The University of Tokyo Center for Contemporary Japanese Studies presents a Zoom Webinar on January 20 9 a.m. Tokyo time (January 20, 12 p.m., London time; January 19 7 p.m. Eastern Standard Time; January 19 4 p.m, Pacific time):
Gimmicks, Politics, and Narrative: Japan’s Thwarted Commemorations, Celebrations, and Comebacks
Professor, Graduate School of Asia-Pacific Studies, Waseda University
Jan 20 2021 (Wed) / 2021年01月20日（水）
Registration Deadline: Tue 19 Jan @ Noon (JST)
REGISTER / 登録:
The talk webpage, including a link for a registration form, is here: https://tcjs.u-tokyo.ac.jp/en/current-events/2021-01-20.html
This seminar will be held in English.
Zoom access link will be provided after registration.
This presentation surveys efforts to symbolize Japan’s putative re-emergence as a global power, from the 2018 plans to commemorate the 150th anniversary of the Meiji Restoration through the as-yet-uncertain 2020 Tokyo Olympics. It focuses in particular on the rhetoric of a Japanese comeback, particularly under Prime Minister Abe’s cabinets, and on mediated representations of the collective agency that Japan supposedly once had and that is in the process of reconstructing. By drawing from recent theoretical work by Sianne Ngai, Jelena Subotic, Ayse Zarakol, and Lauren Berlant, this presentation inquires about the affective dimensions of historical representation, and identifies risks that failures of spectacle, whether because of unexpected political contestation (as in the Meiji commemoration) or of bad epidemiological luck (as in the Tokyo 2020 Summer Olympic Games), lay bare the gimmicky nature of political rhetoric.

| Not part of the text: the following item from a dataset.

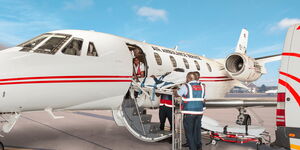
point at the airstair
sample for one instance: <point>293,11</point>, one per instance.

David Leheny (PhD, Government, Cornell University) is Professor in the Graduate School of Asia-Pacific Studies at Waseda University. He previously held the Henry Wendt III ’55 Chair in Contemporary East Asian Studies at Princeton University, where he was Professor of East Asian Studies. Among his books are Empire of Hope: The Sentimental Politics of Japanese Decline (2018), Think Global, Fear Local: Sex, Violence, and Anxiety in Contemporary Japan (2006), and The Rules of Play: National Identity and the Shaping of Japanese Leisure (2003), all published by Cornell University Press.